There seems to be a policy for just about everything. I
have heard that the so-called developed nations are
contemplating a garbage policy to send their trash on
huge barges to the Third World.
I think that we need apolicy for dealing with our
suffering. We do not want to condone it, but we need to
find a way to make use of our suffering, for our good
and for the good of others. There has been so much
suffering in the twentieth century: two world wars,
concentration camps in Europe, the killing fields of
Cambodia, refugees from Vietnam, Central America, and
elsewhere fleeing their countries with no place to land.
We need to articulate a policy for these kinds of garbage
also. We need to use the suffering of the twentieth
century as compost, so that together we can create
flowers for the twenty-first century.
When we see photographs and programs about the
atrocities of the Nazis, the gas chambers and the camps,
we feel afraid. We may say, “I didn’t do it; they did it.”

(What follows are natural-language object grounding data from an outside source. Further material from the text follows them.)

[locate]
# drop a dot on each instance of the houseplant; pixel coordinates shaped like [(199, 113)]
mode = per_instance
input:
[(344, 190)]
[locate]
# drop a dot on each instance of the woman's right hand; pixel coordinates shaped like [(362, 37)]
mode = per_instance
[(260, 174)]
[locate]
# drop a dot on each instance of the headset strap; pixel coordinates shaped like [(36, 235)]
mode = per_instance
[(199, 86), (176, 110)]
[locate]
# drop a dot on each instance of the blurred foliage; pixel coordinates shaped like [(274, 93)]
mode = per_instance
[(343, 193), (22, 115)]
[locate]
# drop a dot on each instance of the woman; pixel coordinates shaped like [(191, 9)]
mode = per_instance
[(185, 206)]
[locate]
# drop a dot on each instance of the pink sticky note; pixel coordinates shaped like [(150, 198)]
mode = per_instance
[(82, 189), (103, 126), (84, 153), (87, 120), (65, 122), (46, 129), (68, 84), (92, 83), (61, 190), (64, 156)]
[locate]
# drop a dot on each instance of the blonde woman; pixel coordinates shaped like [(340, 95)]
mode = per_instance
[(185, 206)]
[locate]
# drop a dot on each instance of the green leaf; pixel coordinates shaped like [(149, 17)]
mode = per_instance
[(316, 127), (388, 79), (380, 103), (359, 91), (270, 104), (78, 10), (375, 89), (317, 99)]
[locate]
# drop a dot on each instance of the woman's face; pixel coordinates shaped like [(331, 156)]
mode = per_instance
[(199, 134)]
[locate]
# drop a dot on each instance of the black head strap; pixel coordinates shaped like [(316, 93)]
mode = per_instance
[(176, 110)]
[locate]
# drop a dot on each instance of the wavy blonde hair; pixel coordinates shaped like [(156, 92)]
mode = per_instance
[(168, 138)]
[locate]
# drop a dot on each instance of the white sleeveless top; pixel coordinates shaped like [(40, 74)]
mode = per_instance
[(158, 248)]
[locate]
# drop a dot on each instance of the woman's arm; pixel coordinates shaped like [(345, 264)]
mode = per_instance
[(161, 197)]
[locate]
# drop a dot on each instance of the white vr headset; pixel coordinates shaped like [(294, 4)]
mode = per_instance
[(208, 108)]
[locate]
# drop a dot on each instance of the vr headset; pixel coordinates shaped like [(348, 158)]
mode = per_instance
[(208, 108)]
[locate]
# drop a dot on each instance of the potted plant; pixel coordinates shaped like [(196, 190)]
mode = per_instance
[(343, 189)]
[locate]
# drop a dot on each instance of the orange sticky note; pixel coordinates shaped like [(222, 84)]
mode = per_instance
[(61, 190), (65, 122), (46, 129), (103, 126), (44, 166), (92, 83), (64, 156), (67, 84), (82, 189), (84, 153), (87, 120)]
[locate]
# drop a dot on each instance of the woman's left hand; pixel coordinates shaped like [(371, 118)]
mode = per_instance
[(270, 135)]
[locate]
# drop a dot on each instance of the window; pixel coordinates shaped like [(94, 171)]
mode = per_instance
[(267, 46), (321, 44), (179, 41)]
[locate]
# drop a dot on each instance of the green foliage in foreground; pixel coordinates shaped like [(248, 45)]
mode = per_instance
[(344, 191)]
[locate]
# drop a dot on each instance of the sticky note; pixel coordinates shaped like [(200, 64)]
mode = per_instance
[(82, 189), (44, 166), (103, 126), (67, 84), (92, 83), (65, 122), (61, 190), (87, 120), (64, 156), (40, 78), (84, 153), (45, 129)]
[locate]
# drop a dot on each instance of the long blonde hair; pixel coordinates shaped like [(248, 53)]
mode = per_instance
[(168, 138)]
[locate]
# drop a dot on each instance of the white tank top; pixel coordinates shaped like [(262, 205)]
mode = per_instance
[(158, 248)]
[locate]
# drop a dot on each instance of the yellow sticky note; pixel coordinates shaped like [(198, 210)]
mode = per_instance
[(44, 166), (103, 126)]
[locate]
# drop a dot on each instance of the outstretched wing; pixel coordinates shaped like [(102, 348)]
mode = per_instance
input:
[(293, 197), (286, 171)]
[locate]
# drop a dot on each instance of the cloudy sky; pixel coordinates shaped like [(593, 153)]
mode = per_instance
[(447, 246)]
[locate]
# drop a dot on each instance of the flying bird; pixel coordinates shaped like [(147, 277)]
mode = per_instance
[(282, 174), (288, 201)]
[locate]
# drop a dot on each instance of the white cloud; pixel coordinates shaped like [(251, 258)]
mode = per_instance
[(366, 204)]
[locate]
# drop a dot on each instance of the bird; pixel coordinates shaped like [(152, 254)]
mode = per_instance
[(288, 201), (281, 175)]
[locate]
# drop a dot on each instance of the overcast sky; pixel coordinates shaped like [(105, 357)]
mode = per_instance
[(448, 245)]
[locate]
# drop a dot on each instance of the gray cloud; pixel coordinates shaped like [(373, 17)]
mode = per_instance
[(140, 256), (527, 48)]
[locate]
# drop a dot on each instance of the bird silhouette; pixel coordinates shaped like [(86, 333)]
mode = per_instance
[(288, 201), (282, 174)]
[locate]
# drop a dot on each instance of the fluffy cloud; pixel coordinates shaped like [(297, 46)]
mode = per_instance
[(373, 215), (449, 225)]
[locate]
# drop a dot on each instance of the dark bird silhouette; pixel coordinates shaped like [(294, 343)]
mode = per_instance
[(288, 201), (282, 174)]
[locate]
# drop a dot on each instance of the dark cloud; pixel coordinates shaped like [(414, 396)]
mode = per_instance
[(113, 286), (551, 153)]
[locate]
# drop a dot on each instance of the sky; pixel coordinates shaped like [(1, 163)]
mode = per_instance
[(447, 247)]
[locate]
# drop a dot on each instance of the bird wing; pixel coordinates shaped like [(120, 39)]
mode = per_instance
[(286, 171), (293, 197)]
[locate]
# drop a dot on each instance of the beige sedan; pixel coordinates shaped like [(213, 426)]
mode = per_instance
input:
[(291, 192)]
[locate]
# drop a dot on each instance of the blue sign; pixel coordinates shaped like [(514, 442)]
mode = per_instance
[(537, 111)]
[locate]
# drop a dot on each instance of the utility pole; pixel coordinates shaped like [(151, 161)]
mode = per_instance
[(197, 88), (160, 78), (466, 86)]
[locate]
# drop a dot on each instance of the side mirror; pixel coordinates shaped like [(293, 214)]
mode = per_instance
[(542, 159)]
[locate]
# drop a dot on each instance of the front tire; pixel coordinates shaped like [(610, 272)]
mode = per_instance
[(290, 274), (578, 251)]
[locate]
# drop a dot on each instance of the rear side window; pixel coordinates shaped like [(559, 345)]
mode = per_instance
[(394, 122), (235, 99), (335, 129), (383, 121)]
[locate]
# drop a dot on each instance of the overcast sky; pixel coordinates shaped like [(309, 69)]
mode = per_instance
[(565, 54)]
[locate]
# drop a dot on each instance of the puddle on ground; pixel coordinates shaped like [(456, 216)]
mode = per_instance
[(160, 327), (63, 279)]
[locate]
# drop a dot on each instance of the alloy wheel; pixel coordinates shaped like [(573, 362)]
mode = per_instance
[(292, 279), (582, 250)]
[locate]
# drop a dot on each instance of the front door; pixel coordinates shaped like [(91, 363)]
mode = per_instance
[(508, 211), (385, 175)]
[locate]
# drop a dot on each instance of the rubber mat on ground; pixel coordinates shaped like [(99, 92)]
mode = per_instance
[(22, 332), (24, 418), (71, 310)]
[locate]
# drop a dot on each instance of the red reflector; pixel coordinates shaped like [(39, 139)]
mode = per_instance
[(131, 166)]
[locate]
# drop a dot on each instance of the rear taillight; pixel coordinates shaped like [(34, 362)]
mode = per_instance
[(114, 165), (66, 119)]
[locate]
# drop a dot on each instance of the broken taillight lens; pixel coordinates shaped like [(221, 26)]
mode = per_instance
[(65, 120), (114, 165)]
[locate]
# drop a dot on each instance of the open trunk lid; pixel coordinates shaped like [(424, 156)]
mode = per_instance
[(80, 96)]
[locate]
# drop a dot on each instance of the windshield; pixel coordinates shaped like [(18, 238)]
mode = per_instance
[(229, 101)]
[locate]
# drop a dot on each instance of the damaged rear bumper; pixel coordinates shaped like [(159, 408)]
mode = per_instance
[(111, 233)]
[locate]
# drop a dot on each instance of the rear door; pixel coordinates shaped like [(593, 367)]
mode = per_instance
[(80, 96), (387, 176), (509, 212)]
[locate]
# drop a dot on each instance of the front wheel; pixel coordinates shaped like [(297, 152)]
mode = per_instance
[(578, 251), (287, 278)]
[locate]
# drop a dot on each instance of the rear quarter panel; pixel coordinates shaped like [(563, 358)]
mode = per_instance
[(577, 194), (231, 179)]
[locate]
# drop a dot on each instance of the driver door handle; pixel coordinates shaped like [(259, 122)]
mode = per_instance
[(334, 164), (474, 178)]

But if we had been there, we may have done the same
thing, or we may have been too cowardly to stop it, as
was the case for so many. We have to put all these
things into our compost pile to fertilize the ground. In
Germany today, the young people have a kind of
complex that they are somehow responsible for the
suffering. It is important that these young people and
the generation responsible for the war begin anew, and
together create a path of mindfulness so that our
children in the next century can avoid repeating the
same mistakes. The flower of tolerance to see and
appreciate cultural diversity is one flower we can
cultivate for the children of the twenty-first century.
Another flower is the truth of suffering—there has been
so much unnecessary suffering in our century. If we are
willing to work together and learn together, we can all
benefit from the mistakes of our time, and, seeing with
the eyes of compassion and understanding, we can offer
the next century a beautiful garden and a clear path.
Take the hand of your child and invite her to go out and
sit with you on the grass. The two of you may want to
contemplate the green grass, the little flowers that grow
among the grasses, and the sky. Breathing and smiling
together—that is peace education. If we know how to
appreciate these beautiful things, we will not have to
search for anything else. Peace is available in every
moment, in every breath, in every step.
I have enjoyed our journey together. I hope you have
enjoyed it too. We shall see each other again.